In order to model the deployment closer to real-world use cases, we’ll use 2 different MAAS zones, with 2 nodes in each one, and a couple of trunked switches – one for each zone. A high-level diagram of the proposed physical layout looks like this:
node-11 and node-12 are in zone1 and plugged into the first switch, similarly node-21 and node-22 are in zone2 and plugged into the second switch. Each node’s primary network interface (usually eth0) is connected to an even port number on the switch, while the secondary network interface (usually eth1) is connected to the following odd-numbered port of the same switch. The first switch’s port 1 is connected to the MAAS machine’s secondary interface (eth1). Similarly, the first port of the second switch is connected to the last port (6 in the diagram above) of the first switch. Also, MAAS has a primary interface (eth0) connected to the external network (it can be an internal office network or even the Internet).
Each of the OpenStack networks are defined as 802.1Q VLANs, each containing one /20 subnet. The VLAN IDs (VIDs, also called VLAN tags) match the second octet of their subnets’ CIDR ranges:
- public: 10.50.0.0/20 (VID: 50)
- internal: 10.100.0.0/20 (VID:100)
- admin: 10.150.0.0/20 (VID:150)
- storage (for client data): 10.200.0.0/20 (VID:200)
- compute (for guest VM data): 10.250.0.0/20 (VID:250)
- external (for guest VM outbound): 10.99.0.0/20 (VID:99)
- cluster (for storage replication): 10.30.0.0/20 (VID:30)
Additionally, the subnet used to PXE boot nodes is defined as 10.14.0.0/20 and is not tagged with a VLAN ID. All of the subnets span both zones.

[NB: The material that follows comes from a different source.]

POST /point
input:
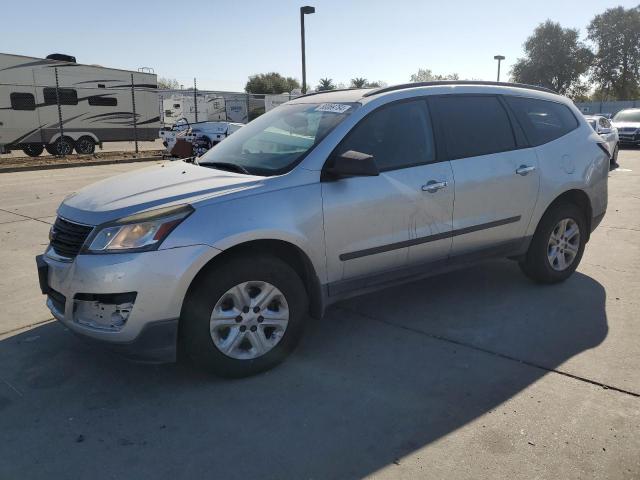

Both switches are managed (a.k.a. “smart”), have hardware support for VLANs, and have all of the above VLANs configured. Ports 1 and 6 can carry both tagged and untagged VLAN traffic – either to MAAS or to the other switch, so MAAS can “see” all traffic in both zones, regardless of which VLANs it belongs to. VLANs 50, 100, 150, and 0 (default, untagged) packets are accepted on ports 2 and 4 of each switch, while VLANs 200, 250, 99, and 30, are accepted on ports 3 and 5.
Next Steps: MAAS Setup
In the next blog post I’ll describe how the above physical network layout can be modeled in MAAS 1.9 with spaces, subnets, VLANs, and fabrics. Then, I’ll describe how I configured these components to implement that setup: 4x Intel NUCs (DC53427HYE) with 2 interfaces each (1x Gb on-board, 1x using usb2ethernet adapter), 24-port TP-LINK smart switch (TL-SG1024DE), 8-port D-Link smart switch (DGS-1100-08), of course a bunch of UTP cables and nice pictures.